- More than 100 people will stay in a visitor center until the situation is safe, a spokeswoman says
- There's 4 to 5 feet of snow in a forested area where the shooter fled, she adds
- The man evaded a roadblock in Mount Rainier National Park and fatally shot a park ranger
- The slain ranger is a 34-year-old mother of two small children
Authorities scoured the national park around Washington's Mount Rainier on Sunday for a man they say fatally shot a park ranger and fled into the woods, a park spokeswoman said.
The suspect remained at large Sunday night, believed to be somewhere in the expansive park, Mount Rainier National Park spokeswoman Lee Taylor said.

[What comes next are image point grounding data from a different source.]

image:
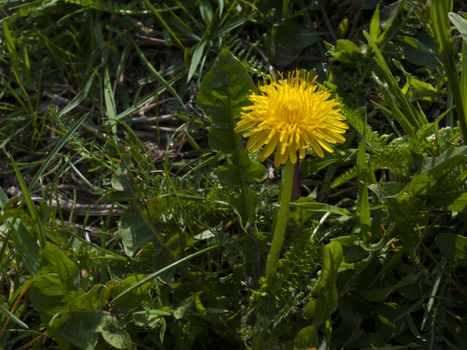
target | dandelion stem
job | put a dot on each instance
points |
(282, 219)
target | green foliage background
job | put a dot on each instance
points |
(132, 217)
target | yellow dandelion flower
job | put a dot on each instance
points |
(290, 116)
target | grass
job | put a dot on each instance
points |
(132, 217)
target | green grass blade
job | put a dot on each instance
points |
(62, 142)
(110, 102)
(166, 268)
(409, 115)
(157, 75)
(164, 24)
(13, 318)
(29, 203)
(78, 98)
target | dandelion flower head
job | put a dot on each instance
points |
(289, 116)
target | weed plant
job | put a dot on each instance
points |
(133, 217)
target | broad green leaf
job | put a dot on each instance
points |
(134, 231)
(78, 328)
(133, 299)
(114, 333)
(460, 23)
(452, 246)
(228, 173)
(25, 245)
(55, 284)
(325, 297)
(286, 41)
(223, 93)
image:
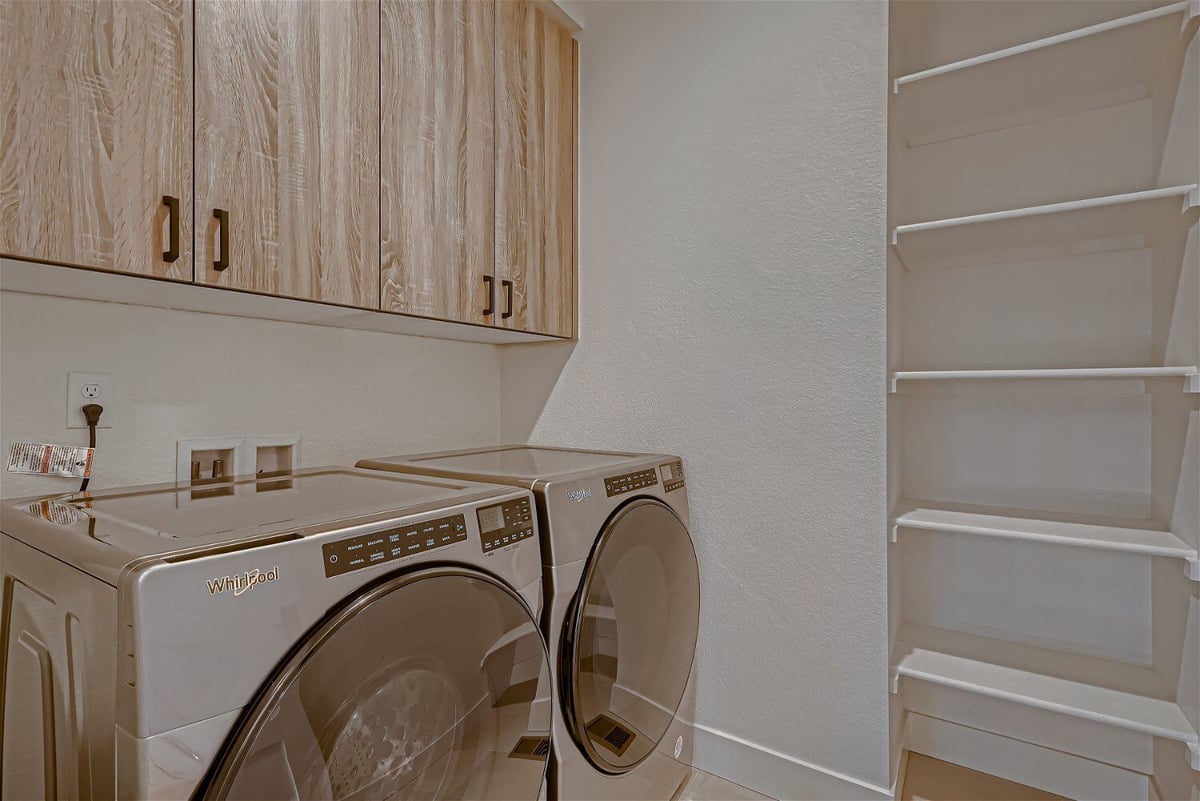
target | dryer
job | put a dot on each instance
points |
(622, 608)
(330, 633)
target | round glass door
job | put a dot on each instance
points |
(630, 636)
(432, 685)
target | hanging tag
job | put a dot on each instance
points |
(51, 459)
(55, 512)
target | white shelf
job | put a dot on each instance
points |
(1102, 65)
(1108, 222)
(1108, 692)
(1035, 527)
(1189, 374)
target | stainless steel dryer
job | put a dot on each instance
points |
(333, 633)
(622, 613)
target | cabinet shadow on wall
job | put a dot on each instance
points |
(529, 374)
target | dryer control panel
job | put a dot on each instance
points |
(630, 481)
(505, 523)
(355, 553)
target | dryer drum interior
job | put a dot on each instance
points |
(419, 687)
(630, 636)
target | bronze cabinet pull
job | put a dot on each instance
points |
(491, 295)
(222, 218)
(172, 252)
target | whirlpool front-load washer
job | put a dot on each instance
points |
(331, 633)
(622, 613)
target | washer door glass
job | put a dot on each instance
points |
(433, 685)
(630, 636)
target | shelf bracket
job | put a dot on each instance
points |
(899, 251)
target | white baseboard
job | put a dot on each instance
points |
(774, 774)
(1024, 763)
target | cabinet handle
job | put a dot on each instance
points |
(172, 252)
(222, 218)
(491, 295)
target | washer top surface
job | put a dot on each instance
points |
(106, 530)
(526, 463)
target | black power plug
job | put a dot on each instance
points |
(91, 413)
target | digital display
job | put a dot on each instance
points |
(491, 518)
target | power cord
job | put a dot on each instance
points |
(91, 413)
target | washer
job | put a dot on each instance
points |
(330, 633)
(622, 608)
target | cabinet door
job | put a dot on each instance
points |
(287, 148)
(437, 158)
(96, 132)
(534, 169)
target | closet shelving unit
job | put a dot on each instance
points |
(1051, 229)
(1043, 493)
(1108, 62)
(1127, 536)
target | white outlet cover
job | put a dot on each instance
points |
(81, 390)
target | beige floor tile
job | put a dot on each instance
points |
(706, 787)
(931, 780)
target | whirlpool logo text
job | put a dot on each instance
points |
(244, 582)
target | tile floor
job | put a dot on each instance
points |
(706, 787)
(928, 780)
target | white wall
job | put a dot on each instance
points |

Four to five feet of snow is on the ground, including about two feet of fresh powder, where the gunman escaped.
"There's a lot of snow on the ground, (and) it would be difficult to move through quickly," Taylor told CNN. "And it's heavily forested."
The bloodshed began with what the spokesman called "a normal traffic stop" around 10:30 a.m. PT (1:30 p.m. ET). But the suspect didn't heed a request to pull over, prompting a ranger to radio ahead requesting assistance.
Park ranger Margaret Anderson, 34, responded to that call and set up her patrol vehicle as a roadblock.
"When he (the shooter) arrived at that spot, he got out (of his car) and fatally shot her," said Taylor.
The suspect then ran into the spacious national park, whose border is about 50 miles southeast of Seattle. The park -- the centerpiece being the 14,410-foot Mount Rainier, which is considered an active volcano -- comprises 235,625 acres in the Cascade Range.
Entrances to the park were closed after the shooting. Taylor said that authorities were able to "evacuate most of the people ... safely," with more than 100 people "holed up in our primary visitor center" with food, water and five law enforcement officers standing guard.
"We don't want to try to have those people get to their vehicle and caravan down the park road where it could be dangerous, being sniped at by a gunman," the spokeswoman said Sunday night. "So for now, they are going to sit tight in the visitor center."
Anderson was the mother of a 4-year-old and 1-year-old and the wife of a fellow park ranger, according to Taylor.
A ranger at Mount Rainier for the past four years, Anderson "was on the job not for money or for glory, but out of a love for wild places and the national parks," said Taylor.
She is survived by her husband, who is also a park ranger, as well as a 4-year-old and a 1-year-old.
"She was a person with a quick smile, a very gentle person, a very competent ranger," said Taylor. "This gunman took the life of somebody who had a great deal to live for and was making great contributions to society by being a national park ranger."